Giorgia Cantisani's PhD defense
By G. Cantisani

Giorgia Cantisani will defend soon her PhD thesis, entitled ““Neuro-steered Music Source Separation”.

The defense will take place on Monday, December 13, 2021, at 4 pm at Télécom Paris:

The jury is composed as follows:

  • Ms Isabelle BLOCH, Professor, Télécom Paris (President)

  • Mr Alexandre GRAMFORT, Senior Research Scientist, Inria (Reviewer)

  • Mr Shihab SHAMMA, Professor, ENS (Reviewer)

  • Ms Elaine CHEW, Senior CNRS Researcher, IRCAM (Examiner)

  • Ms Blair KANESHIRO, Adjunct Professor, Stanford University (Examiner)

  • Mr Slim ESSID, Professor, Télécom Paris (Thesis co-director)

  • Mr Gaël RICHARD, Professor, Télécom Paris (Thesis director)

  • Mr Alexey OZEROV, Senior research scientist, Interdigital R&D, France (Invited guest)

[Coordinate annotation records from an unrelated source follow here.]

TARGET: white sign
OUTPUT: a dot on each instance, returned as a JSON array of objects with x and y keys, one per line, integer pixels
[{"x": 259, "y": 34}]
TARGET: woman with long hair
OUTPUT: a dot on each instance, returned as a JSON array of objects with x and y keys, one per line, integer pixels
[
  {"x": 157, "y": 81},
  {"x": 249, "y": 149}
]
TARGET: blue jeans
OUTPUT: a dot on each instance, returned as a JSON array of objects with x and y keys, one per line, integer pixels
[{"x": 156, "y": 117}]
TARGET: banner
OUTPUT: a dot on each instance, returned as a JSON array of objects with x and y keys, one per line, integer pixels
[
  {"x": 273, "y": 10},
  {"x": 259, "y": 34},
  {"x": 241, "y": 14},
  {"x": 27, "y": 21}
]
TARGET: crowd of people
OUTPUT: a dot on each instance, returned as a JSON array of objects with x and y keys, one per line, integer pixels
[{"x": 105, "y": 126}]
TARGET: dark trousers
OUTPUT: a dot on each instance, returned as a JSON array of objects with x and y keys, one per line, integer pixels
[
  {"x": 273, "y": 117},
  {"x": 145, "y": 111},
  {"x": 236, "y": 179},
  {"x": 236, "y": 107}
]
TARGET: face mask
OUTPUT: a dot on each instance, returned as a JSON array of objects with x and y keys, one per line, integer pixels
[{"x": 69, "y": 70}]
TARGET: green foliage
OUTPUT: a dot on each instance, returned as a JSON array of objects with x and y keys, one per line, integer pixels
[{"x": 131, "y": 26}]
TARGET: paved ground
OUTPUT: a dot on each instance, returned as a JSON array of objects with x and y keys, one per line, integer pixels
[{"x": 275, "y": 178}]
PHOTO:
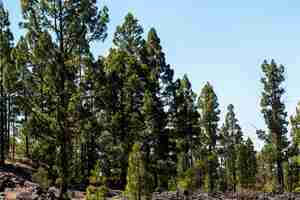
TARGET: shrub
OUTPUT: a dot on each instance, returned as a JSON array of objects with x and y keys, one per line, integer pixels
[{"x": 41, "y": 177}]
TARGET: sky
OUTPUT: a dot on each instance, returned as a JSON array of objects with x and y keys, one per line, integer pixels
[{"x": 223, "y": 42}]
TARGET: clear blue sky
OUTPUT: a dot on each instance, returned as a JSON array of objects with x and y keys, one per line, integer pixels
[{"x": 223, "y": 42}]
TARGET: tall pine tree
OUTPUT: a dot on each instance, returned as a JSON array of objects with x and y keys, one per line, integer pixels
[
  {"x": 209, "y": 113},
  {"x": 273, "y": 110}
]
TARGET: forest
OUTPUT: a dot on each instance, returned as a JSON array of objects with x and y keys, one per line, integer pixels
[{"x": 122, "y": 121}]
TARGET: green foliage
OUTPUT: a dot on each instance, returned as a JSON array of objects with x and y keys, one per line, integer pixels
[
  {"x": 209, "y": 112},
  {"x": 137, "y": 187},
  {"x": 273, "y": 110},
  {"x": 193, "y": 178},
  {"x": 41, "y": 177},
  {"x": 96, "y": 193},
  {"x": 246, "y": 164}
]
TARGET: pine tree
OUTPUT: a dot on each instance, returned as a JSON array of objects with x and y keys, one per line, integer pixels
[
  {"x": 56, "y": 32},
  {"x": 273, "y": 110},
  {"x": 6, "y": 46},
  {"x": 137, "y": 186},
  {"x": 293, "y": 164},
  {"x": 246, "y": 164},
  {"x": 209, "y": 113},
  {"x": 158, "y": 78},
  {"x": 231, "y": 137},
  {"x": 186, "y": 122}
]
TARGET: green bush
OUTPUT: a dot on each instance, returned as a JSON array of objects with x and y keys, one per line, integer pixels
[
  {"x": 41, "y": 177},
  {"x": 193, "y": 178},
  {"x": 96, "y": 193}
]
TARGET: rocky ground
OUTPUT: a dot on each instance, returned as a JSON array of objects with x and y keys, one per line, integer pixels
[
  {"x": 15, "y": 183},
  {"x": 221, "y": 196}
]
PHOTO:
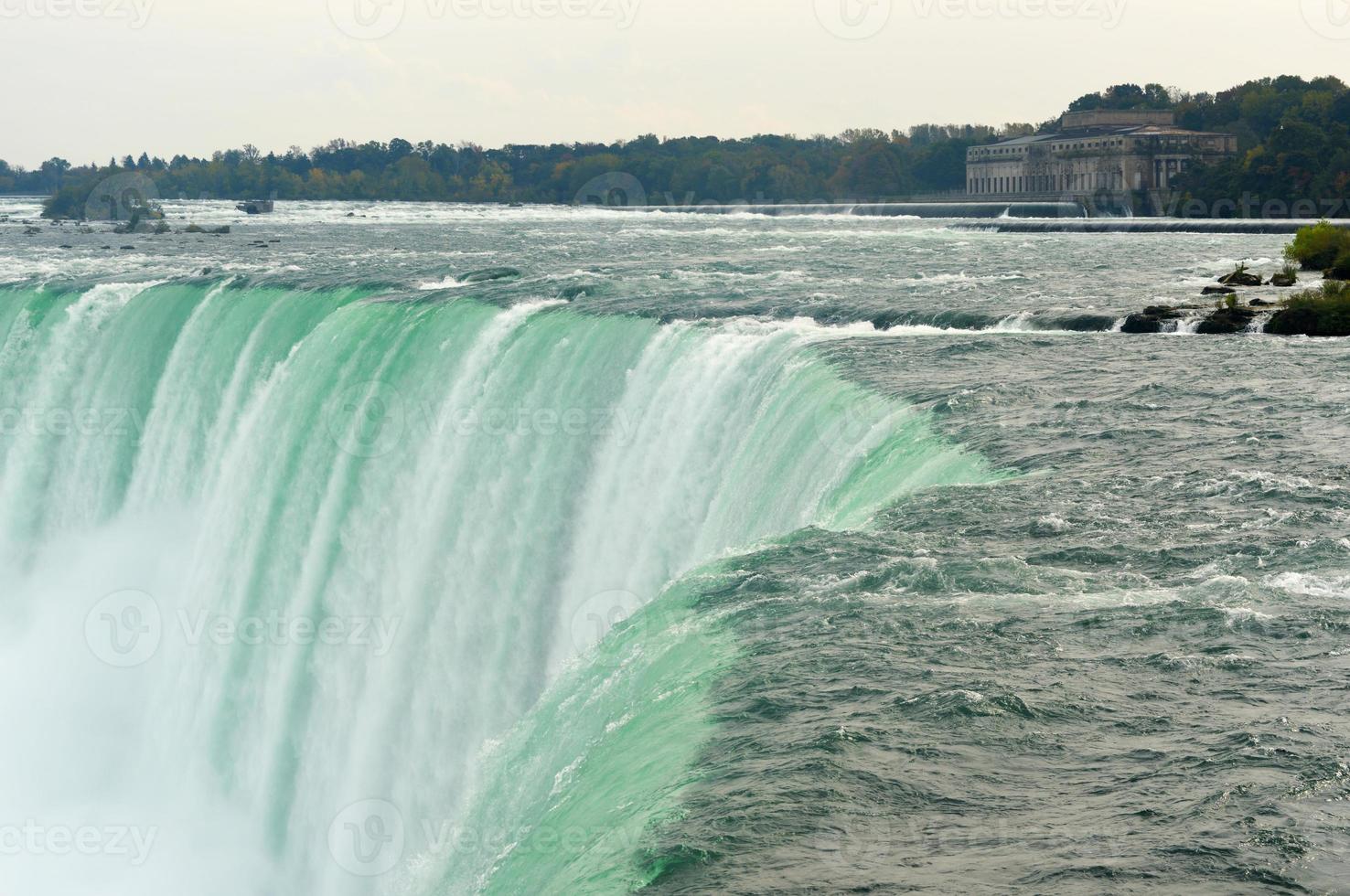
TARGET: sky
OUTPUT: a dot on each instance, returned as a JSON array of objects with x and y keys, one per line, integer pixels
[{"x": 87, "y": 80}]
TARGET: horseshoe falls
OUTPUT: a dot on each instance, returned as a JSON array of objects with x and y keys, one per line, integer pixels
[
  {"x": 417, "y": 549},
  {"x": 345, "y": 567}
]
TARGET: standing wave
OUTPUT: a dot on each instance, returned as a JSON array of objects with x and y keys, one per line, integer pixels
[{"x": 470, "y": 496}]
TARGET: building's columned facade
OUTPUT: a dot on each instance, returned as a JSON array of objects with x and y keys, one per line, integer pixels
[{"x": 1092, "y": 153}]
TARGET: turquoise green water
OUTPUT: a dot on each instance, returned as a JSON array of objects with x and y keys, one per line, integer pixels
[{"x": 470, "y": 496}]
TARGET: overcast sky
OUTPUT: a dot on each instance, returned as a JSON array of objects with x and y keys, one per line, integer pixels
[{"x": 91, "y": 79}]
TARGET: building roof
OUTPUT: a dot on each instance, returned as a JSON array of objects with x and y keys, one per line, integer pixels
[{"x": 1146, "y": 130}]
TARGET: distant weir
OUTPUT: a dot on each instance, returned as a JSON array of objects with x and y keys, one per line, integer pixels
[
  {"x": 884, "y": 209},
  {"x": 1145, "y": 226}
]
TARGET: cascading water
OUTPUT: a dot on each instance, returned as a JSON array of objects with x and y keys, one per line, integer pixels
[{"x": 359, "y": 548}]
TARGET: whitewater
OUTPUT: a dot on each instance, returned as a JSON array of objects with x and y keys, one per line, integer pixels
[{"x": 867, "y": 564}]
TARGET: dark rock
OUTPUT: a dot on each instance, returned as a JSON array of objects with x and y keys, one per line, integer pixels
[
  {"x": 1241, "y": 278},
  {"x": 489, "y": 274},
  {"x": 1152, "y": 320},
  {"x": 1141, "y": 324},
  {"x": 1226, "y": 320}
]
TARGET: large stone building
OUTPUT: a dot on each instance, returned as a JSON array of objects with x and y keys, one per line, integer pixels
[{"x": 1092, "y": 153}]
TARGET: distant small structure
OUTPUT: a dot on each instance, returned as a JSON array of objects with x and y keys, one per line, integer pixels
[{"x": 1094, "y": 153}]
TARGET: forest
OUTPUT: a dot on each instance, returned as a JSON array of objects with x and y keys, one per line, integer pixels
[{"x": 1293, "y": 139}]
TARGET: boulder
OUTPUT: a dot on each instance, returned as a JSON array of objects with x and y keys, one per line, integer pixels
[
  {"x": 1151, "y": 320},
  {"x": 1241, "y": 278},
  {"x": 489, "y": 274},
  {"x": 1226, "y": 320}
]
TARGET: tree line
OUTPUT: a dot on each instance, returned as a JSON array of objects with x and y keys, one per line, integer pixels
[{"x": 1293, "y": 138}]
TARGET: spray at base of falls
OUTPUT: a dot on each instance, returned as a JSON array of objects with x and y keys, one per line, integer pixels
[{"x": 274, "y": 555}]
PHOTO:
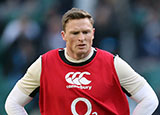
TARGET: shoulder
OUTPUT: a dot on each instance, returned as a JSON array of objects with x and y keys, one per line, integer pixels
[{"x": 104, "y": 53}]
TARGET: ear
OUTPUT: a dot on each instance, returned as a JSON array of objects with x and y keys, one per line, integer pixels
[
  {"x": 63, "y": 35},
  {"x": 93, "y": 32}
]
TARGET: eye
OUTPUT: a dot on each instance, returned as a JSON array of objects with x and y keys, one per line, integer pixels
[
  {"x": 86, "y": 32},
  {"x": 75, "y": 33}
]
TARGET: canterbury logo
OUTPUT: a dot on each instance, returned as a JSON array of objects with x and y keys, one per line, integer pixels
[{"x": 77, "y": 78}]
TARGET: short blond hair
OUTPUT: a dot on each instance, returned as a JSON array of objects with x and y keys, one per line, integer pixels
[{"x": 75, "y": 13}]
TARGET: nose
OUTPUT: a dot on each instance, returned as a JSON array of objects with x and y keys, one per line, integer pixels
[{"x": 81, "y": 36}]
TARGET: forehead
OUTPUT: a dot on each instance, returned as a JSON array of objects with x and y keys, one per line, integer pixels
[{"x": 76, "y": 24}]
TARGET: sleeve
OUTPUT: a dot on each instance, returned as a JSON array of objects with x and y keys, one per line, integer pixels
[
  {"x": 16, "y": 101},
  {"x": 130, "y": 80},
  {"x": 30, "y": 82},
  {"x": 138, "y": 88}
]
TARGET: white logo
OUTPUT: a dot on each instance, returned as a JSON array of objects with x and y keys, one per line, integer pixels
[
  {"x": 87, "y": 102},
  {"x": 77, "y": 80}
]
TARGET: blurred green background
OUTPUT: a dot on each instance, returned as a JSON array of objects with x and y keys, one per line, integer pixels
[{"x": 29, "y": 28}]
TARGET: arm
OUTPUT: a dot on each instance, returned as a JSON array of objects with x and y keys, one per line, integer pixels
[
  {"x": 146, "y": 99},
  {"x": 16, "y": 101},
  {"x": 23, "y": 92},
  {"x": 137, "y": 87}
]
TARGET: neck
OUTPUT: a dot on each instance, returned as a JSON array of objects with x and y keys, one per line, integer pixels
[{"x": 80, "y": 58}]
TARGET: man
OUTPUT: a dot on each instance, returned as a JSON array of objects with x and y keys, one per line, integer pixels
[{"x": 80, "y": 79}]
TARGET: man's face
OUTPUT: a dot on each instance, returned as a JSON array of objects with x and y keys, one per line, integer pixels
[{"x": 79, "y": 36}]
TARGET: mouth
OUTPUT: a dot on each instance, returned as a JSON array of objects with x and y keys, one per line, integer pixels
[{"x": 81, "y": 46}]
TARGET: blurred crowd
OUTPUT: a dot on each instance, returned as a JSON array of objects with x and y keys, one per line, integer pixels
[{"x": 29, "y": 28}]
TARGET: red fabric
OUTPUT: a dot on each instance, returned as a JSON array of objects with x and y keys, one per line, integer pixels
[{"x": 93, "y": 90}]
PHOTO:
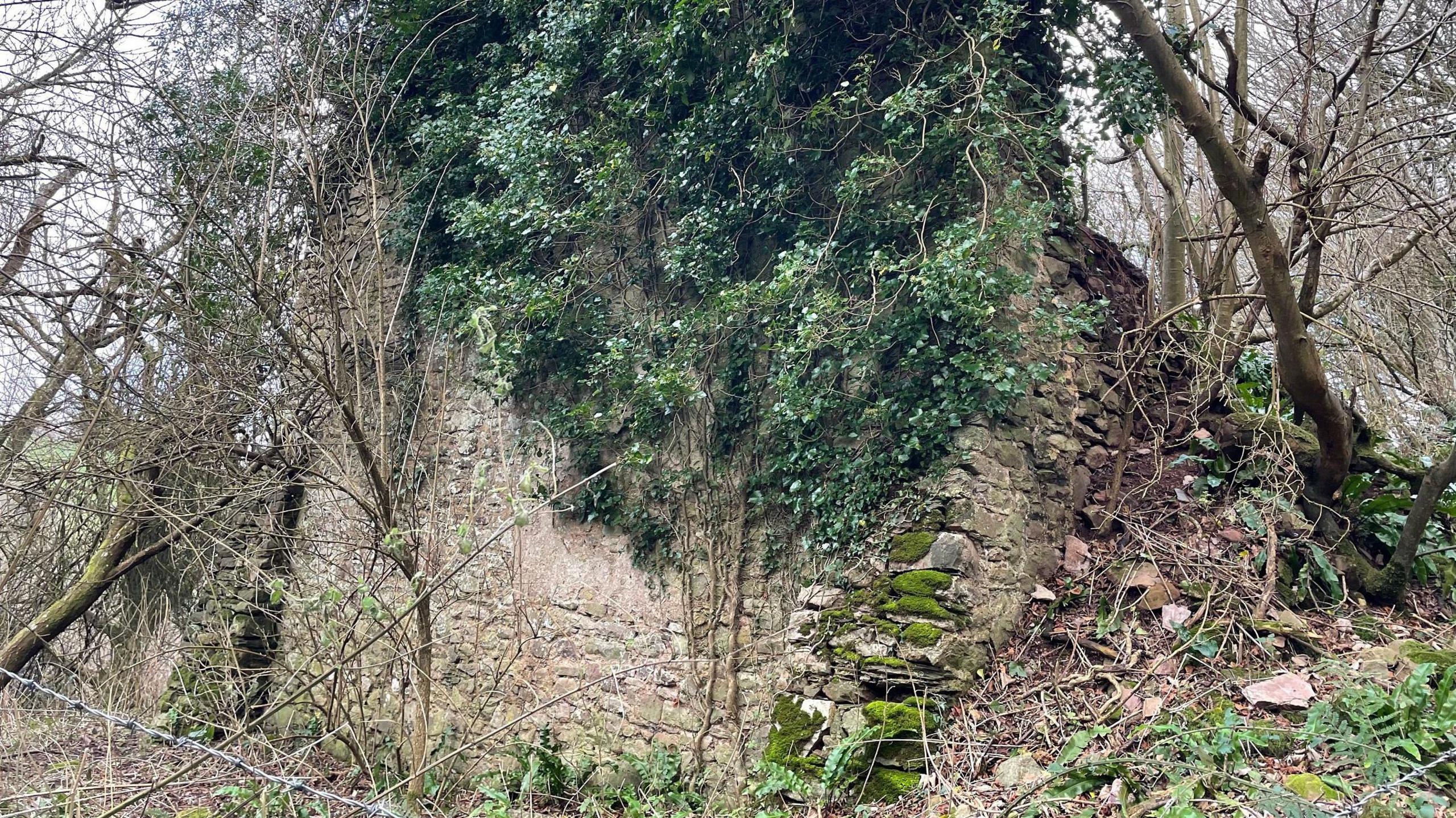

The presentation will be in English.


In this PhD thesis, we address the challenge of integrating Brain-Computer Interfaces (BCI) and music technologies on the specific application of music source separation, which is the task of isolating individual sound sources that are mixed in the audio recording of a musical piece. This problem has been investigated for decades, but never considering BCI as a possible way to guide and inform separation systems. Specifically, we explored how the neural activity characterized by electroencephalographic signals (EEG) reflects information about the attended instrument and how we can use it to inform a source separation system. First, we studied the problem of EEG-based auditory attention decoding of a target instrument in polyphonic music, showing that the EEG tracks musically relevant features which are highly correlated with the time-frequency representation of the attended source and only weakly correlated with the unattended one. Second, we leveraged this ``contrast’’ to inform an unsupervised source separation model based on a novel non-negative matrix factorisation (NMF) variant, named contrastive-NMF (C-NMF) and automatically separate the attended source. Unsupervised NMF represents a powerful approach in such applications with no or limited amounts of training data as when neural recording is involved. Indeed, the available music-related EEG datasets are still costly and time-consuming to acquire, precluding the possibility of tackling the problem with fully supervised deep learning approaches. Thus, in the last part of the thesis, we explored alternative learning strategies to alleviate this problem. Specifically, we propose to adapt a state-of-the-art music source separation model to a specific mixture using the time activations of the sources derived from the user’s neural activity. This paradigm can be referred to as one-shot adaptation, as it acts on the target song instance only. We conducted an extensive evaluation of both the proposed system on the MAD-EEG dataset which was specifically assembled for this study obtaining encouraging results, especially in difficult cases where non-informed models struggle.